Tuesday, August 14, 2012

labour of love

Then a ploughman said, "Speak to us of Work."
And he answered, saying:
You work that you may keep pace with the earth and the soul of the earth.
Work is love made visible.
-Kahlil Gibran, The Prophet

Well, friends, this week has certainly not been what I thought it would be.

When I last checked in, I had been very recently hit by a bus - a sentence that still sounds crazy to me. It's been almost a week, and while most of the swelling has gone away and the scabs have started to peel, my bruises are still colorful and my hand is still in pain. It's incredibly frustrating to be limited by what feels like such a minor injury; my legs are strong and ready to cycle but my hand simply can't bear the weight and constant bumps provided by our routes this week. I'm hoping to take a symbolic final ride into D.C. tomorrow, and then celebrate the accomplishments of my friends at the Hazon celebration at the D.C. JCC on Wednesday night.

As I haven't ridden since last Wednesday, I've been given ample opportunity to experience an entirely different side of life on the Cross-USA Ride. One of the interesting things about this trip has been the sense that we are very much engaged in a learning process; though Hazon did this same ride in 2000, almost all institutional memory of how it was planned has been lost and so our ride started from scratch. This has resulted in some wonderful things, and has also resulted in some challenges. Figuring out the balance of things like nights spent camping vs. nights on various floors or which days are too short, too long, or somewhere in between all require an ability to adjust based on the group attempting the ride. Some pieces have been set in place for months, while others seem to be determined at a whim. It gives everything a bit of a "fly by the seat of our pants" thrill that is both exciting and exhausting.

Still, there's no doubt that whether or not things are running smoothly, our staff is doing a tremendous amount of work. The logistics of a trip like this are very complicated, and Garth, Adrienne, and Steven have been doing their best to make it run efficiently. I've spent the last several riding days in the U-Haul with Garth, accompanying him on grocery shopping trips, setting up temporary offices in coffee shops along the route, and getting to campsites early to start the process of making camp and cooking dinner. I've shifted into a murky territory between rider and staff member where I have more information than the rest of the riders but don't necessarily have the authority to make any decisions or act on that info. It's not always the easiest place to be, but it's giving me a lot to think about in terms of effective leadership, planning, and facilitating group dynamics.

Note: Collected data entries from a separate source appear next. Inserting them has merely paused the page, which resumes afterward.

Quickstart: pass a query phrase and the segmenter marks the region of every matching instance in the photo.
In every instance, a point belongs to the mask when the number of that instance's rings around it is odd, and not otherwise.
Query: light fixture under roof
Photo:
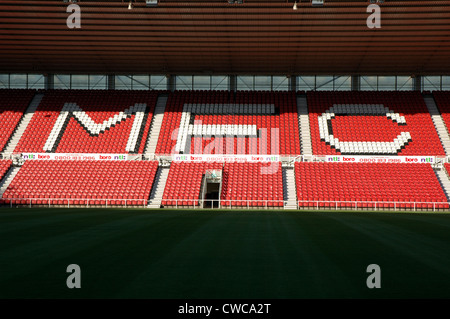
[[[147,7],[156,7],[158,5],[158,0],[145,0]]]
[[[297,1],[294,2],[294,6],[292,7],[292,10],[297,10]]]
[[[133,9],[133,1],[130,0],[130,3],[128,4],[128,10]]]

Being in this in-between space has also given me a chance to give back to the group. So many people have assisted me over the past week - helping me carry my bags, set up my tent, wash my dishes - often before I can even ask. So I've done my best to repay that love and kindness with little acts of my own - making sure that everyone has all of the information that they need on their way into camp every night, making sure that there are snacks available for the riders, finding things like sunscreen and detergent on the U-Haul, etc. It's the tedious stuff that falls through the cracks towards the end of a big trip - but I'm happy to do it because I know it helps.

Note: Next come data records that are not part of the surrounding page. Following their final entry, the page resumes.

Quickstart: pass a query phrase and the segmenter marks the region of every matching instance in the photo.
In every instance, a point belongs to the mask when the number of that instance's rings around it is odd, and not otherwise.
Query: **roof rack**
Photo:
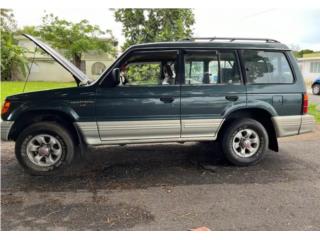
[[[186,38],[183,39],[184,41],[209,41],[213,42],[215,40],[227,40],[229,42],[234,41],[263,41],[266,43],[280,43],[277,40],[270,39],[270,38],[238,38],[238,37],[194,37],[194,38]]]

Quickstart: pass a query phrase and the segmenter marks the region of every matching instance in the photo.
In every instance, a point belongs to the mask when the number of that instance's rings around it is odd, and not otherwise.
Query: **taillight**
[[[302,112],[308,113],[308,94],[304,93],[303,94],[303,107],[302,107]]]
[[[3,107],[1,109],[1,114],[5,114],[9,111],[9,108],[10,108],[10,102],[8,100],[6,100],[3,104]]]

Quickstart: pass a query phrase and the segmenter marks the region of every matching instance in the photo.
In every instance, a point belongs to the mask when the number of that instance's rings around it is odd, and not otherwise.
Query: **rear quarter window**
[[[242,50],[242,59],[249,84],[290,84],[294,82],[283,52]]]

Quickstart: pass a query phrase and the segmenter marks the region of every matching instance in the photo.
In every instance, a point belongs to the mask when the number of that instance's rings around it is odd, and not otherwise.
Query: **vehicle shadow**
[[[228,164],[217,143],[149,144],[91,149],[67,170],[30,176],[15,159],[2,166],[2,189],[76,191],[174,187],[201,184],[250,184],[290,181],[292,156],[268,151],[256,166]]]

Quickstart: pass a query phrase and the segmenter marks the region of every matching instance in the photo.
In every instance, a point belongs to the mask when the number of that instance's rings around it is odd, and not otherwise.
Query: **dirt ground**
[[[320,230],[320,126],[253,167],[217,144],[109,146],[57,176],[26,174],[2,142],[2,230]]]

I have a lot of complex feelings heading into the last day of riding. I'm disappointed that things have ended this way, but also proud of myself for diving headfirst into this adventure. I trying not to let an accident ruin the months of enjoyment I've gotten in the planning and training (and shopping!) for this trip. I did things I never thought I could do, including bike 88 miles in one day. I've made some amazing friends, biked some beautiful stretches of the country, and taken a much needed vacation. Though my body is tired, I feel mentally refreshed and re-energized. As I transition from Hazon Cross-USA Rider to Wexner Fellow and then NYU graduate student, I hope I'm able to maintain that feeling of energy.

1 comment:

  1. Naomers. you are amazing! what a cool transition to make mid-trip and get to see a different side of the ride. definitely a unique opportunity- one im sure you didn't anticipate!